Nuvolera (Brescia), 6 settembre 2018 - Una violenta lite tra fratellastri, uno di 34 anni e l’altro più giovane, ha fatto scattare l’allarme a Nuvolera tanto che sono dovuti intervenire i reparti speciali dei carabinieri di Brescia quando si è temuto che il più grande avesse preso in ostaggio la famiglia asserragliandosi in casa del padre. Per fortuna non è successo nulla di grave, ma la paura è stata tanta. Tutto è accaduto intorno alle 15 di ieri pomeriggio, quando Nicola Alberti, questo il nome del protagonista dell’irruzione, è entrato nell’abitazione del padre insieme alle due figlie e lì si sarebbe scagliato contro il fratellastro.

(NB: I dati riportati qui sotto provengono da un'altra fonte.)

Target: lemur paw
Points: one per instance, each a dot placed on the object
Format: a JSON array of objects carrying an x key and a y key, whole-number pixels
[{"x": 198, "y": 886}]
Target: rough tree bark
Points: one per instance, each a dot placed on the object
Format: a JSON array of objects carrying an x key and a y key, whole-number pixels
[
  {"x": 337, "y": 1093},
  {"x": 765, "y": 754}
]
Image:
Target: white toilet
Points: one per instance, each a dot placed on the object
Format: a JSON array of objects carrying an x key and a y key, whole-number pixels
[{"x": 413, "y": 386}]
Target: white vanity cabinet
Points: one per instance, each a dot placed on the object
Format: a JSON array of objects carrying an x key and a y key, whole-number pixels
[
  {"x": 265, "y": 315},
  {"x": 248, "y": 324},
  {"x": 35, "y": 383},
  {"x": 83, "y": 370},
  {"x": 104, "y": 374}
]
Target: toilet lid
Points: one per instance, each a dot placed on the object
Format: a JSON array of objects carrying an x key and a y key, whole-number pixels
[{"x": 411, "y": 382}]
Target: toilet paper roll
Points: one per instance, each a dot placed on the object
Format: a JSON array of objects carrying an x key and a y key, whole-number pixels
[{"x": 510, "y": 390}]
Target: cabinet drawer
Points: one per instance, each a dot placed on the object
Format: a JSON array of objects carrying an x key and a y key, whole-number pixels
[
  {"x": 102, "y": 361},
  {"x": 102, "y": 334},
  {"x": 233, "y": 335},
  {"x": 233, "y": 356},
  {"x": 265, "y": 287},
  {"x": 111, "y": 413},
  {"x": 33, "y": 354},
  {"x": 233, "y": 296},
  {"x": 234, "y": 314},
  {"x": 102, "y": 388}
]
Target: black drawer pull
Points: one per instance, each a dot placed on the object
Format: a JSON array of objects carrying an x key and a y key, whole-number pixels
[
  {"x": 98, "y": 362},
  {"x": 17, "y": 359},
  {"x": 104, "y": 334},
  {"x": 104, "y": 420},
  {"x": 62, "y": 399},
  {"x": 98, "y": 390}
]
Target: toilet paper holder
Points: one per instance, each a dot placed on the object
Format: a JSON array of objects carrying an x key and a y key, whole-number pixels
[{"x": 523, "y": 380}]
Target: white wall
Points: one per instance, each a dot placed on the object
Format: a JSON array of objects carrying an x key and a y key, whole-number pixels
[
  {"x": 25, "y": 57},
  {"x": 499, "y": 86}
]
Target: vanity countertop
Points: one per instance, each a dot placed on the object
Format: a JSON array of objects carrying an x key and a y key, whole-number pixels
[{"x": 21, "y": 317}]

Accecato dall’ira, il 34enne, armato di coltello e fucile, avrebbe poi minacciato tutti gli altri parenti presenti nella villetta di via Patuzza, tra cui l’anziana nonna e la ex compagna e madre delle figlie. Una volta uscito dall’abitazione, l’uomo, secondo quanto ricostruito dagli inquirenti, avrebbe dato fuoco all’auto e a un furgone di proprietà del fratellastro. Le fiamme hanno in breve avvolto i due mezzi facendo scoppiare gli pneumatici e il fumo nero è entrato nell’abitazione con la complicità delle finestre aperte che si sono trasformate in cappa aspirandolo all’interno. È così scattato l’allarme e sul posto sono arrivati i carabinieri preoccupati che il 34enne potesse essersi asserragliato tenendo in ostaggio i familiari. L’uomo invece se ne era andato portando con sé le figlie.

Una volta  lasciata la casa, si è diretto verso la caserma dei carabinieri di Nuvolento dove si è consegnato ai militari ammettendo quanto aveva appena fatto e affidando le figlie ancora spaventate. Nicola Alberti è stato quindi trattenuto in caserma per essere ascoltato dagli investigatori che, anche attraverso il racconto dei familiari, vogliono ricostruire con precisione la dinamica e le responsabilità. Nei confronti del 34enne potrebbero essere presi presto dei provvedimenti. Nessuno dei presenti al pomeriggio di follia è per fortuna rimasto ferito. L’unica a dover ricorrere alle cure mediche è stata la 96enne nonna dell’uomo. L’anziana si è sentita male dopo avere respirato il fumo provocato dall’incendio ai due mezzi. La donna è stata stabilizzata, le sue condizioni non destano preoccupazione.